Elizabeth Manuel

I’m Elizabeth Manuel, and I’m now 55 and live on the South coast close to the sea.

After doing a ceramics art O level, I always retained an interest in art, but as a busy barrister, author, Judge and  mother of two young children I never had the time to do anything creative for myself for the next 20 years.

Life was good, full, and fulfilled but in September 2011 I collapsed while training for the London Marathon which I was running for St Johns Ambulance as President of Portsmouth St Johns. I had a GCS coma scale of 3, and my family were told that I would be unlikely to survive the night as my chances were less than 10%.

I had suffered from a subarachnoid brain haemorrhage and stroke aged 46 and needed immediate brain surgery to clip a ruptured giant aneurysm. 

I remained in a coma for 2 weeks but when I came to, it was apparent that my devastating brain injury had left me paralysed and mostly blind with a condition called homonymous hemianopia which meant I had lost the entirety of my left field of vision and some of my right field. I am 65% blind in each eye, with long and short sight otherwise.

I left hospital with no rehab or treatment and had to teach myself to walk again, but I was left badly disabled and was unable to return to work.
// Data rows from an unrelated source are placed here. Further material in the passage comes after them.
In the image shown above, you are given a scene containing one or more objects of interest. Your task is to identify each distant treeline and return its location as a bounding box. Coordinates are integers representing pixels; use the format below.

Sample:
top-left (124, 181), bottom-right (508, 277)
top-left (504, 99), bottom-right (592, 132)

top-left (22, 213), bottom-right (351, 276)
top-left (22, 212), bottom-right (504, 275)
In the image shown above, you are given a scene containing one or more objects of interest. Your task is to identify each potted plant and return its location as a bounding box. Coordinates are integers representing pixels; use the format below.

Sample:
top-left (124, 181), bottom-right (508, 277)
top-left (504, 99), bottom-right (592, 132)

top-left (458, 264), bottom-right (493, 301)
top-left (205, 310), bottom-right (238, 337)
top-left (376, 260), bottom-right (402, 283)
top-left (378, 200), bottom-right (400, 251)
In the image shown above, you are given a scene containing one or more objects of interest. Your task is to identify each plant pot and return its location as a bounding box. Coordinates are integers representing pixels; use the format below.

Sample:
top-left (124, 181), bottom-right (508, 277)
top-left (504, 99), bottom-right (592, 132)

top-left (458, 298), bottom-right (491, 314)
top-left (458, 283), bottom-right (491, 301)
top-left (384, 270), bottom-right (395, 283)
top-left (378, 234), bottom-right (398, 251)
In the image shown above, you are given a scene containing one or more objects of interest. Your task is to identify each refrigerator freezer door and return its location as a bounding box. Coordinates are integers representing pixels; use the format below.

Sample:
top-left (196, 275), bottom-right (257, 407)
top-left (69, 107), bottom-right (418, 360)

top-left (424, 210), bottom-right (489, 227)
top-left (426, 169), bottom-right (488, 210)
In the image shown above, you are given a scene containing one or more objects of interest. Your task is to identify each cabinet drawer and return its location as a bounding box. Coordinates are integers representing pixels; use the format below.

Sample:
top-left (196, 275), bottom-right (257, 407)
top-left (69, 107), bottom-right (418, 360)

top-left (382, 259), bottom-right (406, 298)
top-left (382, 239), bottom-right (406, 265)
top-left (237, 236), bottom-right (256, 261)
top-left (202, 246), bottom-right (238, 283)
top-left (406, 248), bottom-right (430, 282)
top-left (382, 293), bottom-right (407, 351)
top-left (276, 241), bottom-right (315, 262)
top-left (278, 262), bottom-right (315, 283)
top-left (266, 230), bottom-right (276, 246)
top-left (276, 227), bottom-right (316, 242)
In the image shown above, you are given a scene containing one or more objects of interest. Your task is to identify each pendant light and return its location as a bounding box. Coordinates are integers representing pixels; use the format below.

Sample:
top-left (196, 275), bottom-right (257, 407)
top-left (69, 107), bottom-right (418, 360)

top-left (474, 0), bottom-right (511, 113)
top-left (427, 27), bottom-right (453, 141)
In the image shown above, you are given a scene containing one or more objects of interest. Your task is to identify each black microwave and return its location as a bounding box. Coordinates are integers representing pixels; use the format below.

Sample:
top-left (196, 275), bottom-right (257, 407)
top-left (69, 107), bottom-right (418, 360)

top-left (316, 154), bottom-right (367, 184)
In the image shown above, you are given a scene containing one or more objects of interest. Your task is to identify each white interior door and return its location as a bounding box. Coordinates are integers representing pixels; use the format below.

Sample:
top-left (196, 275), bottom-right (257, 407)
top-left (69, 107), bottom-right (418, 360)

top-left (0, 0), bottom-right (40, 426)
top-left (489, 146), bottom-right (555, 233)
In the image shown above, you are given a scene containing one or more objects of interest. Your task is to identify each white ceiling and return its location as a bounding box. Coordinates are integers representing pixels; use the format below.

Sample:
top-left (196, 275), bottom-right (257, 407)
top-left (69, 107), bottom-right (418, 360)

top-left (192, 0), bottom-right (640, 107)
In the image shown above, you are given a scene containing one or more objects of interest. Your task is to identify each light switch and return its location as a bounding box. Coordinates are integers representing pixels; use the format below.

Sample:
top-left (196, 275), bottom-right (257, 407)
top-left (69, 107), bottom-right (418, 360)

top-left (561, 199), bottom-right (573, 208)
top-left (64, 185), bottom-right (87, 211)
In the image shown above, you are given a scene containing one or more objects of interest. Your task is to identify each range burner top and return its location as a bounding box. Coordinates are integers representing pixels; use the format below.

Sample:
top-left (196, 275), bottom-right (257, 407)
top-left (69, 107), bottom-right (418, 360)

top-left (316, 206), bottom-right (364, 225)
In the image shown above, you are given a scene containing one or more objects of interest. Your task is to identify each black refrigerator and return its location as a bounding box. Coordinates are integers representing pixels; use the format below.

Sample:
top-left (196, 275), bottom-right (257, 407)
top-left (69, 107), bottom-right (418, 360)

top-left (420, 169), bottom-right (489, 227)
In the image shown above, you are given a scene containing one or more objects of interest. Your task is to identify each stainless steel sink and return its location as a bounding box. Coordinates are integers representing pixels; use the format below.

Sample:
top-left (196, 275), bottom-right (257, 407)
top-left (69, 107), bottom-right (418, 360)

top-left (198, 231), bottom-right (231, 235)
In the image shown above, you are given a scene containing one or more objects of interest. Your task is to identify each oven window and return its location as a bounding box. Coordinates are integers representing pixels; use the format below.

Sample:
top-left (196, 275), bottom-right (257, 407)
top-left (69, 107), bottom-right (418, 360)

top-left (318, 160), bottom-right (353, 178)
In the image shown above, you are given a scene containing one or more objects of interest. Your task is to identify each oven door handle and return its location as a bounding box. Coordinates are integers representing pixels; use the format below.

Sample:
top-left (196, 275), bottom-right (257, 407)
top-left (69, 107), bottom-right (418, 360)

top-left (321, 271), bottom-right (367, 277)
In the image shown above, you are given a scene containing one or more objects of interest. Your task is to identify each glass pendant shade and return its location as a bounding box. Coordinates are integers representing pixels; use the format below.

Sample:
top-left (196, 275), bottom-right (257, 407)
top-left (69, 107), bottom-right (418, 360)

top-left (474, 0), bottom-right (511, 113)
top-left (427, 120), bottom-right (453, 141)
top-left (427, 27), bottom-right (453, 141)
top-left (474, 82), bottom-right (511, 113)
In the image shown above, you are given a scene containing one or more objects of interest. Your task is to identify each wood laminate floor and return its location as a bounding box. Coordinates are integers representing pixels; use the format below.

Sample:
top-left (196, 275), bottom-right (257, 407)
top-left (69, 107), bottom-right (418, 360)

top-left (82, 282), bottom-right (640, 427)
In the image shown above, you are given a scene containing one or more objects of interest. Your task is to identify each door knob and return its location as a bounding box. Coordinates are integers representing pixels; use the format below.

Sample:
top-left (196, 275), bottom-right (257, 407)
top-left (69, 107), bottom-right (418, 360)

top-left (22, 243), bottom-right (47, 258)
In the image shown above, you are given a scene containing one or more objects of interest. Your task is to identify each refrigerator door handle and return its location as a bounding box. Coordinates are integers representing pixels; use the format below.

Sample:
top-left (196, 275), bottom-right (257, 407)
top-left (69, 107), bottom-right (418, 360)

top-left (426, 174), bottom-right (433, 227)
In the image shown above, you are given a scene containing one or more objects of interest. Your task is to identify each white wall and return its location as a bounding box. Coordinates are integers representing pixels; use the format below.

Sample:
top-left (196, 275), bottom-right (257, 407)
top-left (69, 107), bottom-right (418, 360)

A year later I was at last sent away for rehab to the Oliver Zangwill  centre in Ely, and had 18 weeks of residential rehab.  We were asked to do a brain injury project to show that we understood our brain injury.  I knew that I wanted to paint my brain and painted my before-haemorrhage brain, my haemorrhage-brain, and my post-haemorrhage brain.  

After 30 years as an advocate and public speaker, whilst I couldn’t see well and I had lost so much of my previous life I knew I wanted to increase knowledge, awareneness, and education about sight-loss and disability.  

I became one of the first members of the RNIB Customer Council, and spoke on their Finding your Feet courses. I went on to give regular talks about my story which raised much-needed funds. 

In addition I have worked in health research as a Patient Participant throughout the last 8 years particularly in the field of Stroke research and also with Professor Fiona Rowe of Liverpool University in the field of sight-loss on her VISIBLE committee, and I am a Patient Research Ambassador at my local hospital. 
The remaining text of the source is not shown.